In a previous post on this blog back in November, I spend some time talking about Amyotrophic lateral sclerosis, i.e. ALS, i.e. Lou Gehrig’s Disease, and pander a bit for stem cell research. That post is dedicated to the novel finding of a specific way that neural cells are damaged and the creation of an antibody that can recognize the malfunctioning protein causing the damage.
However, that discovery only really pertained to about a quarter of the 10 percent of ALS patients who have gained their affliction through genetics. It hadn’t yet been extrapolated to the beginnings of a way to treat the other 90 percent who suffer from “sporadic” ALS, a.k.a., who-the-hell-knows-where-it-comes from ALS.
But that was yesterday. This is today. And today, scientists from Northwestern University have announced the discovery of the underlying cause of all ALS cases.
The culprit is a protein called ubiquilin2. In a normally functioning person, the protein hauls away misfolded proteins in motor and cortical neurons for destruction and recycling. It continually cleans the cobwebs out of your noggin. But in people with ALS, the protein isn’t doing its job. So the garbage sits and rots, building up in the neural pathways and causing the degeneration of other neurons.

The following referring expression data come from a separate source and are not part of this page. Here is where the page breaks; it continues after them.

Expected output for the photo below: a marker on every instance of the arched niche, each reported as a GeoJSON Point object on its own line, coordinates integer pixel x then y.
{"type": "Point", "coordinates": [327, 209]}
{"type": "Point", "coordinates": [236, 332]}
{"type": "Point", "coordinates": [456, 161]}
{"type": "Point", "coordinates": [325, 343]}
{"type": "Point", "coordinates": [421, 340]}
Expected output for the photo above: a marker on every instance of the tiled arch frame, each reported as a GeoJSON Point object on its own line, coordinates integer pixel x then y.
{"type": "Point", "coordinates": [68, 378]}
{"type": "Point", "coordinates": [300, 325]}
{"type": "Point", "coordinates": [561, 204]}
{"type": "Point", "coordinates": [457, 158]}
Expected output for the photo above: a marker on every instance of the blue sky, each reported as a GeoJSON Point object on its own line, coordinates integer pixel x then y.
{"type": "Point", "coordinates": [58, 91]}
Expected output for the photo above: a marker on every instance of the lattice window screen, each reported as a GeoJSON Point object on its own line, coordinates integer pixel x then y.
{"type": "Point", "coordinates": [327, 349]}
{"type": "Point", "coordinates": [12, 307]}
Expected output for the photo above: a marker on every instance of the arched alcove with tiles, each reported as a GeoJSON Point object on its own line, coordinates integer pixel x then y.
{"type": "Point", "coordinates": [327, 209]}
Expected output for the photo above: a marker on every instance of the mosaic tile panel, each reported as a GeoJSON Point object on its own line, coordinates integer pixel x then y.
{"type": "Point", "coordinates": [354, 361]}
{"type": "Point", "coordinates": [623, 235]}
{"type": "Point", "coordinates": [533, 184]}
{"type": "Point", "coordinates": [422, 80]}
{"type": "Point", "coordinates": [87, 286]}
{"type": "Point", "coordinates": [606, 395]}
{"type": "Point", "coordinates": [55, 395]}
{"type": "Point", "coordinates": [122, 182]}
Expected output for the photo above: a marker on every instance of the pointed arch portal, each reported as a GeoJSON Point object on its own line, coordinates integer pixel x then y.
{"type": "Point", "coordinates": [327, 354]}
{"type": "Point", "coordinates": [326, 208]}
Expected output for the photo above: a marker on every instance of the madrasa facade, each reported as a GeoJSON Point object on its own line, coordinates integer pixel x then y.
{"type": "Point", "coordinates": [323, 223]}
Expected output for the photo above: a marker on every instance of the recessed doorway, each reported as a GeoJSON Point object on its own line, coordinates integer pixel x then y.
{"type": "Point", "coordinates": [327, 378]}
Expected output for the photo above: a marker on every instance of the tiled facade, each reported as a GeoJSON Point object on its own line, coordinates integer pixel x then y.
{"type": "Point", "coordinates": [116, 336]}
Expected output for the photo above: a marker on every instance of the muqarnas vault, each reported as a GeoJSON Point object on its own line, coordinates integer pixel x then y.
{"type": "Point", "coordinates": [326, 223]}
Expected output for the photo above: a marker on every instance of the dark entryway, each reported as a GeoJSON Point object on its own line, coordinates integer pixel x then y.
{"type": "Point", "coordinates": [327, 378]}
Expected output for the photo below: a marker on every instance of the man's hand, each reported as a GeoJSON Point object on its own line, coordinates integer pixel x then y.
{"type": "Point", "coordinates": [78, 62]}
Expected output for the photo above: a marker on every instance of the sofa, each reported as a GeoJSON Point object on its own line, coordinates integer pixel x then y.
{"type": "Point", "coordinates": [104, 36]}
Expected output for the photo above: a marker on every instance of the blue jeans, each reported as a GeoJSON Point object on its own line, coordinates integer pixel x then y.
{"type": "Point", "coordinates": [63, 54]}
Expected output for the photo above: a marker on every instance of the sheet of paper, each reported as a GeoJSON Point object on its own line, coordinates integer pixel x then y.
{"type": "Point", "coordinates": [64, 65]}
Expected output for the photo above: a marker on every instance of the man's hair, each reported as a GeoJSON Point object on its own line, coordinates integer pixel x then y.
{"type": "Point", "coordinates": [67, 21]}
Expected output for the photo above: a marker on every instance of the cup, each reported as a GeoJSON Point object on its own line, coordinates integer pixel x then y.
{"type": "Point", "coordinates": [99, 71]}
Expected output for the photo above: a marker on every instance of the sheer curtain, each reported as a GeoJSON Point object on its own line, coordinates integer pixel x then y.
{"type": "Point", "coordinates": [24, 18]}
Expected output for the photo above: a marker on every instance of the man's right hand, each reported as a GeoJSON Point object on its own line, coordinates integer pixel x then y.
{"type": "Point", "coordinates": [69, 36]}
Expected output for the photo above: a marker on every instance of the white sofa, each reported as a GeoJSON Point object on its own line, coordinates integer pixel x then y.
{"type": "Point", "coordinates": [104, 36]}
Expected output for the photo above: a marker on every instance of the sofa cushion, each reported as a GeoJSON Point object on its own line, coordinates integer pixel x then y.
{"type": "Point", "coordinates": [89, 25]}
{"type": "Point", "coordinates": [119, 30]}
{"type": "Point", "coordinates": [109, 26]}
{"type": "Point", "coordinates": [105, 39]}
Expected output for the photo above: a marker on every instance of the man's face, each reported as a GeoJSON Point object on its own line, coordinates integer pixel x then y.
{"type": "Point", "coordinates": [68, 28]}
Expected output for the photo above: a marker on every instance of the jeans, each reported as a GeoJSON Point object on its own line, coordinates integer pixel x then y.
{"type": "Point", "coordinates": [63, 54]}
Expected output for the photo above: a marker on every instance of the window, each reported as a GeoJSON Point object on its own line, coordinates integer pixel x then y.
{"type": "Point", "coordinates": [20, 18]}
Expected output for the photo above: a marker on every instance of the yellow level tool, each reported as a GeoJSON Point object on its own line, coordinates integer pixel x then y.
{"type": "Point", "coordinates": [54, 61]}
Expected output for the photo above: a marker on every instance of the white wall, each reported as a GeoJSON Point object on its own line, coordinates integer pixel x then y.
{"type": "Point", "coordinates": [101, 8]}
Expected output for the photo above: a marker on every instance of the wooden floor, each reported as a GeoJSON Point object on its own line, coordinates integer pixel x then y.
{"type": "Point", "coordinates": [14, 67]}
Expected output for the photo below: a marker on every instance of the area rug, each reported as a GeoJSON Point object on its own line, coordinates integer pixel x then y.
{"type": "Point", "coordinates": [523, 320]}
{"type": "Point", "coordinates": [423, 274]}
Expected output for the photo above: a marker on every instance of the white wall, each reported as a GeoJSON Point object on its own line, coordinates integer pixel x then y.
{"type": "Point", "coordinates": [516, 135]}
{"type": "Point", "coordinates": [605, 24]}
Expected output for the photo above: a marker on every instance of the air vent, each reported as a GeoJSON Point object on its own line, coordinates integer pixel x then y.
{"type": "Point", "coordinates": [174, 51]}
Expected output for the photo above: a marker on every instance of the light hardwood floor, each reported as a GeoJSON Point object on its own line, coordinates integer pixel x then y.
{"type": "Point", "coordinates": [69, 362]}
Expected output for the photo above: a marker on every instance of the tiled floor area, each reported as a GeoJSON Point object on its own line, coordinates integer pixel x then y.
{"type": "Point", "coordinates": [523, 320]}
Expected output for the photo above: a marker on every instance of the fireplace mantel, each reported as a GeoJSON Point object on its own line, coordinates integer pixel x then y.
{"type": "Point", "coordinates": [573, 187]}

Whether hit with genetic or “familial” ALS, sporadic non-hereditary ALS, or ALS that targets the brain called ALS/dementia – all show a buildup in malfunctioning ubiquillin2 proteins. All three forms are tributaries pouring into a common river of cellular incompetence. All three come from the same source and all three pool into the same ocean of despair.
Lead author Teepu Siddique has been searching for an underlying mechanism of ALS for more than 25 years. His first efforts showed in 1989 that molecular genetics techniques were applicable to ALS, then described the first ALS gene locus in 1991, which led to the discovery of SOD1 and engineering of the first genetic animal model for ALS.
Now, with a common cause in hand. Siddique and doctors around the world can begin pursuing a treatment for the disease by testing drugs that could regulate the protein pathway or optimize it so that it functions as it should in a normal state.
Look out, ALS, the angry mob is knocking at your door.